Published alongside the author's second novel HOUSE OF THIEVES, an equally accomplished thriller set in New York at the turn of the 20th century, this polished debut and a bestseller in the USA brings to sinister life Paris under the Nazi occupation. Lucien Bernard, an architect as is the author, is offered a substantial amount of money to devise and construct hiding places for Jews to evade the Germans. The challenge and the financial reward are a strong incentive for him take on the task and risk everything, but it soon turns into something more complex and personal while all along his relationship with the Nazis grows closer, as they not only highly admire his work but his own mistress, a fashion designer, is having an affair with an occupying officer. Morally ambiguous, fascinating in the details of architectural work and a moody evocation of a troubled period, a thriller with a heart. ~ Maxim Jakubowski
THE NEW YORK TIMES BESTSELLER! An extraordinary book about a gifted architect who reluctantly begins a secret life of resistance, devising ingenious hiding places for Jews in World War II Paris. In 1942 Paris, architect Lucien Bernard accepts a commission that will bring him a great deal of money - and maybe get him killed. All he has to do is design a secret hiding place for a Jewish man, a space so invisible that even the most determined German officer won't find it while World War II rages on. He sorely needs the money, and outwitting the Nazis who have occupied his beloved city is a challenge he can't resist. Soon Lucien is hiding more souls and saving lives. But when one of his hideouts fails horribly, and the problem of where to conceal a Jew becomes much more personal, and he can no longer ignore what's at stake. "A beautiful and elegant account of an ordinary man's unexpected and reluctant descent into heroism during the second world war." -Malcolm Gladwell Book clubs will pore over the questions Charles Belfoure raises about justice, resistance, and just how far we'll go to make things right.
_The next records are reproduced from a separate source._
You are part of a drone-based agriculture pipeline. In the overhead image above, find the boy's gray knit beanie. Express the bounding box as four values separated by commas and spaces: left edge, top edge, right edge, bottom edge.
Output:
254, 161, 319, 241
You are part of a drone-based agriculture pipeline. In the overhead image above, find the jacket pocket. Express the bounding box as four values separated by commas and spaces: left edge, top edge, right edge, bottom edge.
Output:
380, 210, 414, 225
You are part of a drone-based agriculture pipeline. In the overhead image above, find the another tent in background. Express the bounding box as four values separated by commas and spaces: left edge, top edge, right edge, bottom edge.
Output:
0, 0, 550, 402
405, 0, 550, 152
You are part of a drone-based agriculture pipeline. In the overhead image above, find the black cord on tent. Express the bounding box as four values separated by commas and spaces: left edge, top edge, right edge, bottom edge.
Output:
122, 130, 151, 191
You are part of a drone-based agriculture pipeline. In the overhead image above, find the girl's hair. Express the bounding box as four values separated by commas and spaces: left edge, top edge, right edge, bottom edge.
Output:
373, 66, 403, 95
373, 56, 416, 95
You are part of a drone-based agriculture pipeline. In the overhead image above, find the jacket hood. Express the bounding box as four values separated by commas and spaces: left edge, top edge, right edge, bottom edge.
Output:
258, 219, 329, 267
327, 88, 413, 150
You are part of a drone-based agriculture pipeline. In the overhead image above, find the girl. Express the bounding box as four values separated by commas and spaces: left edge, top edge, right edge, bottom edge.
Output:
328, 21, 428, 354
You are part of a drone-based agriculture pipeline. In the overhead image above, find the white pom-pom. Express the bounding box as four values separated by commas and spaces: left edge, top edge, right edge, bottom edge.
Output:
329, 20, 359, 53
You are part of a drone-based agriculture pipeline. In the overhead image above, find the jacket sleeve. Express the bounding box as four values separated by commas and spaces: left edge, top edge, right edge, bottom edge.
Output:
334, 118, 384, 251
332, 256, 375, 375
Also by Charles Belfoure: The Fallen Architect House of Thieves
Charles Belfoure is an author and architect who lives in Westminster MD. A graduate of the Pratt Institute and Columbia University, his practice is in historic preservation working as both an architect and historic preservation consultant with a specialty in historic tax credit consulting. He has written architectural histories including being the co-author of The Baltimore Rowhouse and Niernsee & Neilson, Architects of Baltimore, the author of Monuments to Money: The Architecture of American Banks, and Edmund Lind, Anglo-American Architect of Baltimore and the South. He was the recipient of a grant from the James Marston Fitch Charitable Foundation and the Graham Foundation. His books have won awards from the Maryland Historical Trust. The Paris Architect is his first novel.